Mylady Grandisson ! je n’ai jamais été qu’une Fille perverse. Tout ce que j’avois commencé à désirer, je n’étois pas tranquille, si je ne me croyois sûre de l’obtenir. Mon orgueil & mes caprices me coûtent cher. Mais, dans les derniers tems, n’ai-je pas été plus perverse que jamais ? J’avois conçu l’envie de venir en Angleterre ; je suis déja lasse de mon entreprise. L’Angleterre me déplaît, lorsque je n’y puis être à couvert. Mais, depuis des années entieres, j’étois remplie d’un autre projet : il m’occupoit seul ; il m’avoit aidé à faire le plus grand des sacrifices ; & je suis venue dans un lieu, presque le seul de l’Europe, où ce cher projet est impraticable. Que ne suis-je passée en France ? j’avois assez d’argent pour obtenir l’entrée du premier Couvent qui pouvoit s’offrir. Le tems de la profession seroit arrivé… Mais je crois qu’il n’est pas trop tard encore. Je veux partir. Aidez-moi, très-chere Sœur ! je ne puis soutenir la vue de ma Mere.

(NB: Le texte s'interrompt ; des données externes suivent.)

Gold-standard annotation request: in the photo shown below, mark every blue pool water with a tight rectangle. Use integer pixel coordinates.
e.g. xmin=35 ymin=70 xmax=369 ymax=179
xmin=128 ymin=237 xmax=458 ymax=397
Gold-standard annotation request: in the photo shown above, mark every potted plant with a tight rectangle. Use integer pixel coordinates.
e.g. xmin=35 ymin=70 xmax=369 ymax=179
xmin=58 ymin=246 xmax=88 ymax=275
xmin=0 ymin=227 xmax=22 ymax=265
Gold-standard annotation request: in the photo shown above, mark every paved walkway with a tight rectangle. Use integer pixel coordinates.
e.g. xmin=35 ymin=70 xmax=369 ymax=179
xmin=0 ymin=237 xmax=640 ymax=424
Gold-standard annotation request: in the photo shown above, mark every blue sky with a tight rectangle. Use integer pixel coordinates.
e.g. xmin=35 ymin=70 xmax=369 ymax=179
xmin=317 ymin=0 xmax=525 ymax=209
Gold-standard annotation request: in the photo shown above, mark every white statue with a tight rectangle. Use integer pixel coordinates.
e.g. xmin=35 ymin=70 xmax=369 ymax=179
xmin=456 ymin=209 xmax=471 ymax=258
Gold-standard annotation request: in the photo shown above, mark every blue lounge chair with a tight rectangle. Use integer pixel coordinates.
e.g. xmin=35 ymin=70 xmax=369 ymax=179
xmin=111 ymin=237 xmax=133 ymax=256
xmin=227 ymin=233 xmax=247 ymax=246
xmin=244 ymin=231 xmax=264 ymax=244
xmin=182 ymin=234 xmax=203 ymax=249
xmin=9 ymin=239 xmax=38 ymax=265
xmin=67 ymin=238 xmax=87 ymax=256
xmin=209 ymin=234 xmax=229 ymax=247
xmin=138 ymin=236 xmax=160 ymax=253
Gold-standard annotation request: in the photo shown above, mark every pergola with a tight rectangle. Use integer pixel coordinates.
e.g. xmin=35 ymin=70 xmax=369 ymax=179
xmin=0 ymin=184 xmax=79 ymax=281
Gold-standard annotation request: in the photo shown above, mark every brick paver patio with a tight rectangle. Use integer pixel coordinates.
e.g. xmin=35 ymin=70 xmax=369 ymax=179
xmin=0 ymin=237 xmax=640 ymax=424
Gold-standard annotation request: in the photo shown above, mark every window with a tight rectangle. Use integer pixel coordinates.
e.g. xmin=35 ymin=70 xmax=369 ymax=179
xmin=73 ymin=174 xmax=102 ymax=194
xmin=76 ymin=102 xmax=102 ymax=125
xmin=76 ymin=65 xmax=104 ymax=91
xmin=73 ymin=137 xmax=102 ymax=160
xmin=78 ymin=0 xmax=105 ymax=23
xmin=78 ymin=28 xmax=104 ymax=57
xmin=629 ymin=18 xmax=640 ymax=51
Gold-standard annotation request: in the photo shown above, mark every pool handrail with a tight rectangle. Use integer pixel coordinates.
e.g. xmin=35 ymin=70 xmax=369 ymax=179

Sir Charles est entré alors. Mademoiselle, a-t-il dit d’un ton paisible, j’ai entendu ce qui vient de vous échapper. Calmez-vous, je vous en conjure. J’avois appréhendé de vous déclarer l’arrivée de vos Proches ; mais ne connoissez-vous pas leur indulgence ? Vous n’avez rien à craindre, & vous avez au contraire tout à vous promettre de leur présence.